My attempted explanation for this:
Either $V$ and $V^*$ can be considered the dual space of the other, the choice is arbitrary
It seems to me that when viewing vectors and covectors as objects obeying their respective transformation rule, this confusion is not an issue, since we simply define the operation of contraction to combine a vector and a covector into a scalar.
I really can't make intuitive sense of this, so any insights would be appreciated.
This mainly is a question on linear algebra, and it touches on a subtle point. As you say, two (finite dimensional) vector spaces of the same dimension are isomorphic. But this does not mean that they are (or can be considered as) identical. Indeed, there is a big freedom of choice for the isomorphism between two spaces of the same dimension. In particular, if you look at an abstract vector space $V$, you know that $V^*$ has the same dimension, but there is no "natural" way to associate to $v\in V$ a linear functional in $V^*$. To get such an association you need to make additional choices, e.g. a basis for $V$ or an inner product on $V$. This is related to the situation you meet in differential geometry, where you know that all tangent spaces have the same dimension, but there is no natural way to identify different tangent spaces without making additional choices (say a chart). So you cannot simply consider them as "identical" although they are isomorphic. In the same spirit, you have to distinguish between a tangent space and its dual space.
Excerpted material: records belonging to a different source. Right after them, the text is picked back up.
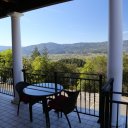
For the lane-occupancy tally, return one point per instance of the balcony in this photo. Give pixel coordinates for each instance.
(9, 118)
(91, 101)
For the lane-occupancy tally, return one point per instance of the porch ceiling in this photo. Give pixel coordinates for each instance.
(9, 6)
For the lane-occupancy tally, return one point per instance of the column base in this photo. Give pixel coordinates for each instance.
(121, 123)
(15, 101)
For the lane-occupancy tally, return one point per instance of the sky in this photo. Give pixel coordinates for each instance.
(70, 22)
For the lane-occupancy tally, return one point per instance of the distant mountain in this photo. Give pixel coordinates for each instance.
(76, 48)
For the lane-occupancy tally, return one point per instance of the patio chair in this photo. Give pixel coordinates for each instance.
(24, 98)
(65, 104)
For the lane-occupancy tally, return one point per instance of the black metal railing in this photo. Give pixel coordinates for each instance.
(121, 114)
(106, 106)
(114, 113)
(88, 84)
(6, 81)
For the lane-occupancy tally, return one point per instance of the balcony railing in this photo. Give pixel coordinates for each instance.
(6, 81)
(88, 84)
(120, 117)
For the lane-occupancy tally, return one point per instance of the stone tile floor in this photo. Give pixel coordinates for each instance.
(9, 118)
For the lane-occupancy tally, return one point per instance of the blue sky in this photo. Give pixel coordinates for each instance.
(71, 22)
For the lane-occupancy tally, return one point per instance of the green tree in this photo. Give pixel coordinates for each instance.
(6, 58)
(35, 53)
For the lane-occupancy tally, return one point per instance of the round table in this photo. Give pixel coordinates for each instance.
(40, 92)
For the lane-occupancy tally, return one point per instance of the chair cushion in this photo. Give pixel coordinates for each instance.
(57, 102)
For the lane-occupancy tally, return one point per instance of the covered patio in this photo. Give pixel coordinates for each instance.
(15, 8)
(9, 118)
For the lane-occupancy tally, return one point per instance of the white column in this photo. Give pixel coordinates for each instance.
(115, 51)
(16, 50)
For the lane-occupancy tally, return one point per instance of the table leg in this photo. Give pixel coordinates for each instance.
(45, 109)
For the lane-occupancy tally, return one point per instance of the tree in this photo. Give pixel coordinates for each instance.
(35, 53)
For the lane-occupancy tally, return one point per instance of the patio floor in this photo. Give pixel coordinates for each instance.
(9, 118)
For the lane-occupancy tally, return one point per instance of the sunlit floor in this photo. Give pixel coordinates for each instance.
(9, 118)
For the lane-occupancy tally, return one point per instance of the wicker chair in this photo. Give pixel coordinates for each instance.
(24, 98)
(65, 104)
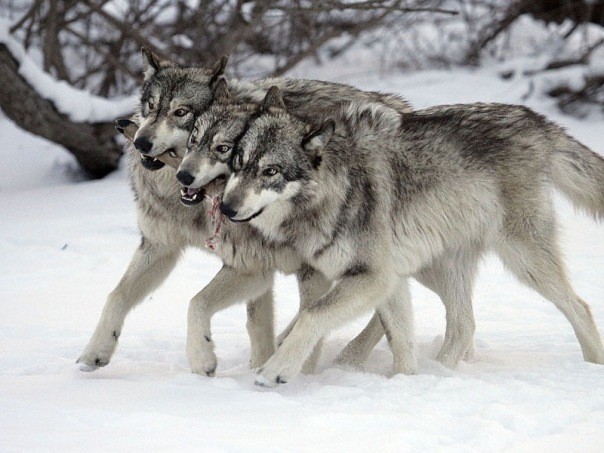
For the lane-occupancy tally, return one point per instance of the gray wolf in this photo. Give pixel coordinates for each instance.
(171, 97)
(369, 197)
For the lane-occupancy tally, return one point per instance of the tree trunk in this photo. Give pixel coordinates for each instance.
(93, 144)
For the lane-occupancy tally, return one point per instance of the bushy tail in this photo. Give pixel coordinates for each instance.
(578, 173)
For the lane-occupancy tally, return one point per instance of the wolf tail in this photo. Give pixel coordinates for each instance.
(578, 173)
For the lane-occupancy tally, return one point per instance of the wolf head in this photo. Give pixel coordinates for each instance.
(275, 162)
(171, 99)
(211, 143)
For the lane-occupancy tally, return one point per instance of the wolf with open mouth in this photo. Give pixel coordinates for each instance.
(171, 98)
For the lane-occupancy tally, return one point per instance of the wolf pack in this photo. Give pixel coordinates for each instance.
(353, 192)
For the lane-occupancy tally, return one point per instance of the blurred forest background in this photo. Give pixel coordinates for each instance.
(94, 46)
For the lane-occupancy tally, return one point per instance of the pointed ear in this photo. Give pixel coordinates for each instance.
(218, 69)
(273, 100)
(221, 92)
(316, 141)
(152, 63)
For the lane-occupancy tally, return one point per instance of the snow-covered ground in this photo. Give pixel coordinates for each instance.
(64, 244)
Still, there is a certain symmetry in the situation between $V$ and $V^*$. This comes from the fact that you can also consider the dual $(V^*)^*$ of $V^*$. Of course, this has again the same dimension as $V^*$ and hence as $V$, but here much more is true: There is a natural way to identify the space $(V^*)^*$ with $V$. (But there is no natural way to identify $(V^*)^*$ with $V^*$.) The natural identification sends a vector $v\in V$ to the linear map $V^*\to\mathbb R$ given by $\phi\mapsto\phi(v)$. This means that in a way you can swap the roles of $V$ and $V^*$ (and this is used frequently when dealing with tensor fields in differential geometry), but this does not mean that you have a way to identify $V$ with $V^*$.
This does not mean that there is no difference between vectors and covectors. From a differential geometry point of view, this is because smooth maps (and diffeomorphisms) act on them differently. Consequently, there is a diffeomorphism invariant linear operation on covectors (the exterior derivative) and no such operation exists on vectors. But you can also interpret vectors in terms of linear functionals.